Sual: Bazı kimseler, “bizim rehberimizin hocası, rehberi yoktur, kendi kendine öğrenmiştir” diyorlar. Bir kimse, kendine yol gösteren olmadan ilim öğrenebilir mi, din büyüklerinin bir hocası, rehberi yok mu idi?

Cevap: İmâm-ı a’zam hazretlerinin hocası Hammâd, onun hocası İbrâhîm-i Neha’î ve onun hocası da Alkama bin Kays hazretleridir. Bunun hocası ise, Abdullah ibni Mes’ûd hazretleridir. Abdullah ibni Mes’ûd hazretleri de, Resûlullah efendimizden ilmi almış, öğrenmiştir. Resûlullah efendimiz dahi, Cebrail aleyhisselâmdan almıştır.
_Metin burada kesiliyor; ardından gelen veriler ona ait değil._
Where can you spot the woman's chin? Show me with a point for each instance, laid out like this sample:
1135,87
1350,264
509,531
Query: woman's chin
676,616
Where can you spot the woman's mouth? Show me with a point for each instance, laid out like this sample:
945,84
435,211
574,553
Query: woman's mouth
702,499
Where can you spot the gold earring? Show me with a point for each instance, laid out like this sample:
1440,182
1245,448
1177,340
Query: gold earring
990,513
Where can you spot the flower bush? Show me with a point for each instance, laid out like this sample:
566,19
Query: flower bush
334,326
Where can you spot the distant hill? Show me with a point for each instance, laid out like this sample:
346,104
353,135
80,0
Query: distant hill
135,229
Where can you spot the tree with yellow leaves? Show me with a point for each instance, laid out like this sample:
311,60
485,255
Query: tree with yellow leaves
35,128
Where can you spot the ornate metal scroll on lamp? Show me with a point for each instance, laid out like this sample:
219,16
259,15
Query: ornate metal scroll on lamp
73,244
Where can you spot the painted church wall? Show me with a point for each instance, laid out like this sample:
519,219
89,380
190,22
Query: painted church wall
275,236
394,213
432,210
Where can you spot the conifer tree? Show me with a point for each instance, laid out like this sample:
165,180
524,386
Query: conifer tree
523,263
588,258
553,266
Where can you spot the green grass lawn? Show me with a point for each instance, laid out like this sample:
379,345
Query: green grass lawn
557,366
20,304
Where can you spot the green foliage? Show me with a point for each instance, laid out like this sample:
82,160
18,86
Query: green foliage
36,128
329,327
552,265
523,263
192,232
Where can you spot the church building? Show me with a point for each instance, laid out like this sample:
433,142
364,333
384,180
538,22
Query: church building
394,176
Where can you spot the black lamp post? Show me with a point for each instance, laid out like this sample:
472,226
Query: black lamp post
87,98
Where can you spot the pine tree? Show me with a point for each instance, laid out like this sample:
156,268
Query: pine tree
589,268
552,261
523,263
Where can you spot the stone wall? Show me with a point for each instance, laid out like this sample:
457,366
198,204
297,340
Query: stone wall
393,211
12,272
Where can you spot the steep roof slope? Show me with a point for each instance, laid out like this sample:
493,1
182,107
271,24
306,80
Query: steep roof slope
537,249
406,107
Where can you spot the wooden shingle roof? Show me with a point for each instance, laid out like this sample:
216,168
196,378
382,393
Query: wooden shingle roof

Cebrail aleyhisselâma ise, Allahü teâlâ emreylemiştir.

***

Sual: Bir kimse, İslâm âlimlerinden herhangi birisine veya evliyaya sövse, hakaret etse, bu kimsenin imanına bir zarar gelir mi?

Cevap: Bu konuda Miftâh-ul-Cennet kitabında deniyor ki:
“Bir kimse, bir âlime buğzetse veya sövse, bu yaptığı sebepsiz ise, o kimsenin küfründen korkulur.” Yani imanı gidebilir.